抵当権の目的となっている建物が増築されても、併せて1個の建物とみられるものである場合には、抵当権の効力はそのまま増築部分に及びます。

増築部分がそれ自体、建物として独立性をもつときは、抵当権の効力は増築部分に及ばないと考えられますが、この場合には、建物所有者は増築部分を独立した建物として登記する必要が出てきます。

そして、このような場合には、当然には抵当権は及びません。

また、抵当不動産が処分された場合はどうなるのでしょうか?

抵当権設定者は、抵当権設定後も、その目的物を他に売却することができます。

抵当物件について第三取得者が出現しても、抵当権の効力に影響はありませんが、第三取得者には抵当権消滅請求権をもっていて、第三取得者から抵当不動産の価額を抵当権者に弁済することにより抵当権を消滅させることができます。

(抵当権消滅請求)
民法第379条 抵当不動産の第三取得者は、第383条の定めるところにより、抵当権消滅請求をすることができる。

(抵当権消滅請求の手続)
民法第383条 抵当不動産の第三取得者は、抵当権消滅請求をするときは、登記をした各債権者に対し、次に掲げる書面を送付しなければならない。
1.取得の原因及び年月日、譲渡人及び取得者の氏名及び住所並びに抵当不動産の性質、所在及び代価その他取得者の負担を記載した書面
2.抵当不動産に関する登記事項証明書(現に効力を有する登記事項のすべてを証明したものに限る。
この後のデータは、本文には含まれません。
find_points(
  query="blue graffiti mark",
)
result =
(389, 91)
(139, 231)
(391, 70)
)
3.債権者が2箇月以内に抵当権を実行して競売の申立てをしないときは、抵当不動産の第三取得者が第1号に規定する代価又は特に指定した金額を債権の順位に従って弁済し又は供託すべき旨を記載した書面

抵当権者としては、その第三取得者の提示する金額が低い場合には、競売をするしかなくなります。

普通は抵当権設定契約では抵当権設定者に抵当物件の使用、管理などについて、義務を課していますが、第三取得者が抵当物件を買い受けてしまうと、この抵当権設定者の管理上の義務や約定はこれを第三取得者が引き継いでくれるとは限りません。